Duaa uses personal landmarks when talking about the start of the war in Syria. The first shots in Daraa were fired in 2011 at the Omari Mosque, where her husband and sons prayed every Friday. Days later, government tanks barreled into town; one tank rolled through their oldest daughter’s garden wall. The government’s missiles were staioned at a soccer field near a relative’s house.
On Tuesday, while I sat at Duaa’s table, my phone buzzed with a news notification. Another package — mercifully still intact this time — had been discovered at a FedEx facility near the Austin airport. I asked Duaa and Jebreel whether they had heard about the Austin bombings; they had not.
As I began explaining the news through our translator, I relied on the same type of personal landmarks they did: The first bomb went off just blocks from my children’s school. The second killed a young man who’d been accepted at the University of Texas, where I got my graduate degree. The third bomb was in the neighborhood of a close friend. My family hikes behind the road where the tripwire bomb injured two young men.
I was quick to acknowledge that there is no comparison to what their family endured over years. Jebreel used the metaphor of water: “Here you have had five drops of water. In Syria, it rained.”
That echoed in my head as I picked up my elementary school-aged children and answered their questions about why someone would send bombs in the mail.
Duaa and Jebreel’s youngest daughter was still in elementary school when the war in Syria began.
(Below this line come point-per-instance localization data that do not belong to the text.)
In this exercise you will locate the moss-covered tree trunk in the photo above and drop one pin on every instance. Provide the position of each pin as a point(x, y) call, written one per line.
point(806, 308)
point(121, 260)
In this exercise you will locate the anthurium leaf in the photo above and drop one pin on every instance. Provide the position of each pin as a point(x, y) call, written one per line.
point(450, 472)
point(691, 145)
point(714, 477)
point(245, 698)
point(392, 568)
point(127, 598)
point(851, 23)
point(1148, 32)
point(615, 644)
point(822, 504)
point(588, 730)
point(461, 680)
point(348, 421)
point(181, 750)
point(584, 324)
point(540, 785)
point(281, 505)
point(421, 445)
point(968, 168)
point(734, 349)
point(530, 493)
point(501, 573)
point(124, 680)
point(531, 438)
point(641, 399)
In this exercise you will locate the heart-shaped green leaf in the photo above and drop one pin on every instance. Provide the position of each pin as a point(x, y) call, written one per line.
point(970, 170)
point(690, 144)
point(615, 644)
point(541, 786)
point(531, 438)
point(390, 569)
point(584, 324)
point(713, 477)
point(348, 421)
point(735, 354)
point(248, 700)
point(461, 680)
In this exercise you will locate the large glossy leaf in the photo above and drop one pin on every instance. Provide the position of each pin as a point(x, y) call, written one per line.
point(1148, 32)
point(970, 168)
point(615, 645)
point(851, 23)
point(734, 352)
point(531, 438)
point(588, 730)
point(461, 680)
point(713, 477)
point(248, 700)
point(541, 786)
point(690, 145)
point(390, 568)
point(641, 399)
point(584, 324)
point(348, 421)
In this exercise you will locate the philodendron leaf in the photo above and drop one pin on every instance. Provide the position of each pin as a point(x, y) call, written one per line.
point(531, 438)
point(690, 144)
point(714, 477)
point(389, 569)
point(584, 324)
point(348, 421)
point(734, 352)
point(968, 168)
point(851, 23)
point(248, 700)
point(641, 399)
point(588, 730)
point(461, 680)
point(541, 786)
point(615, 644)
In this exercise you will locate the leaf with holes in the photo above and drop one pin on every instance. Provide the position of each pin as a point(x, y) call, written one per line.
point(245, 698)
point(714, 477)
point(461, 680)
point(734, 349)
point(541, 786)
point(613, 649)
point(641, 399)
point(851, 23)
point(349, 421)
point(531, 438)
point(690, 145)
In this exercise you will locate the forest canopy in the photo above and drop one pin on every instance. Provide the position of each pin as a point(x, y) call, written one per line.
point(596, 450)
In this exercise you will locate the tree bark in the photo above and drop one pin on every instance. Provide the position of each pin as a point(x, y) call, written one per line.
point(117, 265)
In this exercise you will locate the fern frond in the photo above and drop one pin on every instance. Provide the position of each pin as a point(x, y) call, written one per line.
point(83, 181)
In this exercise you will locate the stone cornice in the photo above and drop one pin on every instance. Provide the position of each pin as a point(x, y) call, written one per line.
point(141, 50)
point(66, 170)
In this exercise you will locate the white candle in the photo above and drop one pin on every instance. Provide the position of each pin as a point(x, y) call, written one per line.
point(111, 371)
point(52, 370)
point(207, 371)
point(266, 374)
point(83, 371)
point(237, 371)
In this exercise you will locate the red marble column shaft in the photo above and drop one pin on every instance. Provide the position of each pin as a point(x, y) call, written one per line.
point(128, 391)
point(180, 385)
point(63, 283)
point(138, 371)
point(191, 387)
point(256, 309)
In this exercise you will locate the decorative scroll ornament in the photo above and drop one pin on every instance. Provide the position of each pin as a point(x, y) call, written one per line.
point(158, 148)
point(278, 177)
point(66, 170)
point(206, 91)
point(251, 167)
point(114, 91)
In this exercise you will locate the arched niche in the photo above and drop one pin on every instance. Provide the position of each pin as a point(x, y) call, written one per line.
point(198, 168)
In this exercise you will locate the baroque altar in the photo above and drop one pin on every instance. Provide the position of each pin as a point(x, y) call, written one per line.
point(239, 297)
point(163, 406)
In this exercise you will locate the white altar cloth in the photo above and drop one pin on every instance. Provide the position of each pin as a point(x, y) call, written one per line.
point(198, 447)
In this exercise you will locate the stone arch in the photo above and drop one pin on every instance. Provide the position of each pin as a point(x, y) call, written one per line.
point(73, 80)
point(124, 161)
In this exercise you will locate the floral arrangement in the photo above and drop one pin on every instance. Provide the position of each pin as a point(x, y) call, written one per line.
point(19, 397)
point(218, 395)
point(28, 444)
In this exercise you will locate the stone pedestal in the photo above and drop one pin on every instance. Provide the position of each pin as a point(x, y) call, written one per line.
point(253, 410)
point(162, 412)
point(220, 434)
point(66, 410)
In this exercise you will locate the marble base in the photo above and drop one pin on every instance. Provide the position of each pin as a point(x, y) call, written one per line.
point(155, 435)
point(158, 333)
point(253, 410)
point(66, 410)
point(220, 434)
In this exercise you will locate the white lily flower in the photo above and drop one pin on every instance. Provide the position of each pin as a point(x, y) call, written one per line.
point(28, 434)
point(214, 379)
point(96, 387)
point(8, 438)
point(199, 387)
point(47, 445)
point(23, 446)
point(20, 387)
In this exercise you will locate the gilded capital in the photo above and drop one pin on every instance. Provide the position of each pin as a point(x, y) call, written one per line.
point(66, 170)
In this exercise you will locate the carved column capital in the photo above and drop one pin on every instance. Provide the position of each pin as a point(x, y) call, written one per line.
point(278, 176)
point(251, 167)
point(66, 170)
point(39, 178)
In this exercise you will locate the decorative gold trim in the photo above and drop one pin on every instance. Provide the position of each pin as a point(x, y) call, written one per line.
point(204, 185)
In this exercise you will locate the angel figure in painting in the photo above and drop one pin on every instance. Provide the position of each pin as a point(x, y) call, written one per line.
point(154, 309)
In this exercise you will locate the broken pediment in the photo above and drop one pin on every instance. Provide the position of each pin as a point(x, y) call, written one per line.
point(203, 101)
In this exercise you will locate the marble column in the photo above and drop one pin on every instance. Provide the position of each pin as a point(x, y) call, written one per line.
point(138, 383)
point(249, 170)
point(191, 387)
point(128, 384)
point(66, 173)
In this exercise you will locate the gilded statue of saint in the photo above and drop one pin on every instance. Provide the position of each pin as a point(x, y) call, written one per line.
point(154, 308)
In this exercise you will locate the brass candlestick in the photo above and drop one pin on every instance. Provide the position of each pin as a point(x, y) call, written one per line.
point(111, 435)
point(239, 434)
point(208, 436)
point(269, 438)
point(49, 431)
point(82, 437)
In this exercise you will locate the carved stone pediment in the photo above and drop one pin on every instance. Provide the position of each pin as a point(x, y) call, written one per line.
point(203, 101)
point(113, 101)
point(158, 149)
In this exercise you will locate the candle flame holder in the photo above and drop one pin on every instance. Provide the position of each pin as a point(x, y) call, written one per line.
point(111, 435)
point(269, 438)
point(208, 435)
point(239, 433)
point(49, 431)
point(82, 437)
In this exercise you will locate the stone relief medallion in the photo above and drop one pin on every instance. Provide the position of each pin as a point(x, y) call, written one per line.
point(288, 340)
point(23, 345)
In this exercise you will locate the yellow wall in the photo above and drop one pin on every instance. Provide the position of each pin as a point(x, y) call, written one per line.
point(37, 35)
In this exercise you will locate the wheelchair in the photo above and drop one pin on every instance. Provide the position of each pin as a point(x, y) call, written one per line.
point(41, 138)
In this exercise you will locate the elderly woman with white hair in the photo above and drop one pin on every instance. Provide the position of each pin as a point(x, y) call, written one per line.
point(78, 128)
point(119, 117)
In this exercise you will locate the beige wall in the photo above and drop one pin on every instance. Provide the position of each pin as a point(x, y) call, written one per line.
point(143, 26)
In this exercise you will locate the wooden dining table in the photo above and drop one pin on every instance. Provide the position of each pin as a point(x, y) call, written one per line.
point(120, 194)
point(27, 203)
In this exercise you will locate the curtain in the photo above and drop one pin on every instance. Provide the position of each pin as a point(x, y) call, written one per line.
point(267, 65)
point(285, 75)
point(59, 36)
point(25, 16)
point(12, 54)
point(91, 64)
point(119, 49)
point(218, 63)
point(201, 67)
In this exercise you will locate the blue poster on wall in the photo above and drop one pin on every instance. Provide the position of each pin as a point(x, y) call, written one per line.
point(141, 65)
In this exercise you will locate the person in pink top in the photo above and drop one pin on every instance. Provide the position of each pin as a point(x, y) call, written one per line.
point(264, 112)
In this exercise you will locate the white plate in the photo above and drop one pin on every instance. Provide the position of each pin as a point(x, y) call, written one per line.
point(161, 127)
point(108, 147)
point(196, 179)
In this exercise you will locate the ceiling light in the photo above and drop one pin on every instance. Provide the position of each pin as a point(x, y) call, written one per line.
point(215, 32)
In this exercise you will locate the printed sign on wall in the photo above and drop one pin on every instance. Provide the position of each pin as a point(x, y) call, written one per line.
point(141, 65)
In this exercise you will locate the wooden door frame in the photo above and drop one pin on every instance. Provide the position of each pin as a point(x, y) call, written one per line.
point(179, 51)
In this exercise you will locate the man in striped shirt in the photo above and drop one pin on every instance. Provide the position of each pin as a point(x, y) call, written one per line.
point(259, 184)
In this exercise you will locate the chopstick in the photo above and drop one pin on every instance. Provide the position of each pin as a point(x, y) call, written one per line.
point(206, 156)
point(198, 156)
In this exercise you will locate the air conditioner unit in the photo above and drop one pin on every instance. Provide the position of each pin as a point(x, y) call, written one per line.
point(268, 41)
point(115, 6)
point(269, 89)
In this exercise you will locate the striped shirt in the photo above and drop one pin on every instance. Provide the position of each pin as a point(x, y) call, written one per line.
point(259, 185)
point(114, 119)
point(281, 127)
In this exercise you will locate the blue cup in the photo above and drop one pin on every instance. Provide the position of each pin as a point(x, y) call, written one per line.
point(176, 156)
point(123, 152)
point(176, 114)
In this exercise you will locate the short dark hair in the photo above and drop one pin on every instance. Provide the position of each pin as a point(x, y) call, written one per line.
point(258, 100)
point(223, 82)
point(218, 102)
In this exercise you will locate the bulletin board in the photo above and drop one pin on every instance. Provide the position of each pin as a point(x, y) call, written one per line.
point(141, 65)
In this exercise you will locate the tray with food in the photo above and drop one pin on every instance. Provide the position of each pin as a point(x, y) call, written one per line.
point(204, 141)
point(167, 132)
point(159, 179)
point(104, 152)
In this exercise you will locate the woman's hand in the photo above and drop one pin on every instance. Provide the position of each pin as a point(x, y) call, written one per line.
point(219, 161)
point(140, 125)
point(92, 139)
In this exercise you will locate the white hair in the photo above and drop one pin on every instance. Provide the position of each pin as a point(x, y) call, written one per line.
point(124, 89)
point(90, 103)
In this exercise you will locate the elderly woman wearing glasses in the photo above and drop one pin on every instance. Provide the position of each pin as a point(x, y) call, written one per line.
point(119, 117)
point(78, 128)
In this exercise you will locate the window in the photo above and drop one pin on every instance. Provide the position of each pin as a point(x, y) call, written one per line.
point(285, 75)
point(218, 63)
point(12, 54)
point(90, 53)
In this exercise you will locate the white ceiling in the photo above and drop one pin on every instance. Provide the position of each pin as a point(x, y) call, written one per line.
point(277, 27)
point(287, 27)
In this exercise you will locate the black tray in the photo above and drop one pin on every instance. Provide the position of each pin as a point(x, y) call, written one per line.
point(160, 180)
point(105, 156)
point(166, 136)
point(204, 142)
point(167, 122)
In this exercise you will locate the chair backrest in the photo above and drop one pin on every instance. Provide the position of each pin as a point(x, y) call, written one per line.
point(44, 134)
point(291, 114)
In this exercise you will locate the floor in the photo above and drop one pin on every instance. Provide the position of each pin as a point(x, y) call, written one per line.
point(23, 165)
A suicide bombing outside her classroom sent shrapnel through the window, missing her by inches. When Duaa finally found her in the chaos, they had to step over blown-up body parts to make their way home.
Her daughter still remembers picking her way over other people’s fingers and feet.
I could not get that out of my head either as I tucked my little girls into bed. I do not want my own daughters to live in a city where 23-year-old men send random bombs to people. Duaa did not want her children to be in a city getting bombed by its own government.
They fled to Jordan and eventually the United States.
I can’t help but wonder what I would do if Austin’s bombing weren’t a few frightening incidents, but an ongoing war. What would I say to my kids? How would we escape? What would we save? What would be lost?
I picture myself in some bewildering new country with nothing but my favorite coffee mug. Then I stop. I know I cannot comprehend how refugees made it through all that they endured. It frustrated me that there was not more news coverage of what we were going through in Austin; I cannot comprehend the grief of knowing that the world is ignoring your nation’s disintegration.
“Being safe in your home is the ultimate gift for any human being,” Duaa told me. “We don’t know how important that is until we lose it.”
She will be glad when I tell her the bombings are over in Austin. But it also will be a bittersweet moment. Safety in her home country is something she and other Syrians may never find again.